COLOR-CHANGING PROJECTION
This page shows our experiment of projecting images of lichens varying from green to orange onto the palm of a hand. The gradation of colours represents the changing state of the lichen under different levels of pollution, and the intervention of the hand symbolises the direct connection between humans and ecology. Through this intersection of the visual and tactile senses, we try to let the viewer perceive how the pollution passes through the body and is transmitted to the ecology, reflecting the inseparable relationship between human beings and the environment.
Interactive Projection
We keyed and scattered lichen images collected in the Alentejo region of Portugal during our fieldwork to form a visual ecological map, and mapped them onto the human body through projection technology. As the projections come into contact with the skin, the lichens begin to “respond”: pollution-resistant species gradually become more orange and brightly colored in the light, as if they are growing tenaciously against the background of pollution; while lichens that are highly sensitive to pollution gradually fade and disappear, as if traces of their lives have been wiped out by the environment. This installation not only establishes a direct visual and physical connection between lichens and people, but also allows the audience to interactively experience the impact of pollution and feel the fragility and tension of ecological symbiosis. The body becomes the projected surface of the lichen, as well as the ecological bearer and participant.
SLOGAN PROJECTION
We projected “Xanthoria Only” onto street signs, This act is both a reversal and a satire: in a world where urban expansion, air pollution, and industrial farming shrink viable habitats, do lichens even have a “right of way”?

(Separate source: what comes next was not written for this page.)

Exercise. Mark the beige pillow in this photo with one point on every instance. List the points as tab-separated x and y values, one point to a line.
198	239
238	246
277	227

The word “Only,” typically used to enforce human hierarchies, here flips meaning — ironically asking if nonhuman organisms are the ones truly excluded.In an environment increasingly hostile to slow-growing, pollution-sensitive lifeforms, the lichen becomes a symbol of quiet resistance and systemic neglect.This projection is a symbolic claim for ecological belonging — and a critique of our spatial monopolies.

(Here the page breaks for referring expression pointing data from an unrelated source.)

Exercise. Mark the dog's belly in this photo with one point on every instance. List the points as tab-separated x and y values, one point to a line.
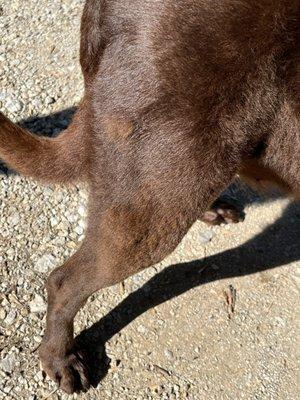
262	178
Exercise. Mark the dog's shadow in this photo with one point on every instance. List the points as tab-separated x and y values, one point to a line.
275	246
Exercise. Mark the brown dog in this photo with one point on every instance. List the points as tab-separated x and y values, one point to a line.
180	96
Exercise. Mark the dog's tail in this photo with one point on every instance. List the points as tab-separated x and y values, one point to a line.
61	159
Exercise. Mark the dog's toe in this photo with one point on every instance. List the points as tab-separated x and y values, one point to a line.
70	372
74	375
223	213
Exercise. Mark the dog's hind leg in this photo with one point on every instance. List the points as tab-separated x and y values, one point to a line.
144	202
62	159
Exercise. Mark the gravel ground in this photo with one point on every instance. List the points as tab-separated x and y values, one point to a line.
171	332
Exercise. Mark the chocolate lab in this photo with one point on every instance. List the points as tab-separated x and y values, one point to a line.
180	97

Projection of "Xanthoria Only" at night
Alentejo Local Signs
We used TouchDesigner to simulate how lichens grow and projected them into the outdoor environment, allowing them to visually “speak” and reoccupy the space that should be theirs
Lichen Growth
Lichen Growth
By projecting the expansion process of virtual lichens onto real objects or the ground, we create an ecological space-time between reality and fiction. The projection, with its slow spreading dynamics, simulates the growth of lichens under different environmental parameters, which is both a reproduction of natural processes and an emotional visual expression. It allows the viewer to confront ecological changes in a physically perceptive way, thus establishing empathy and concern for these tiny beings.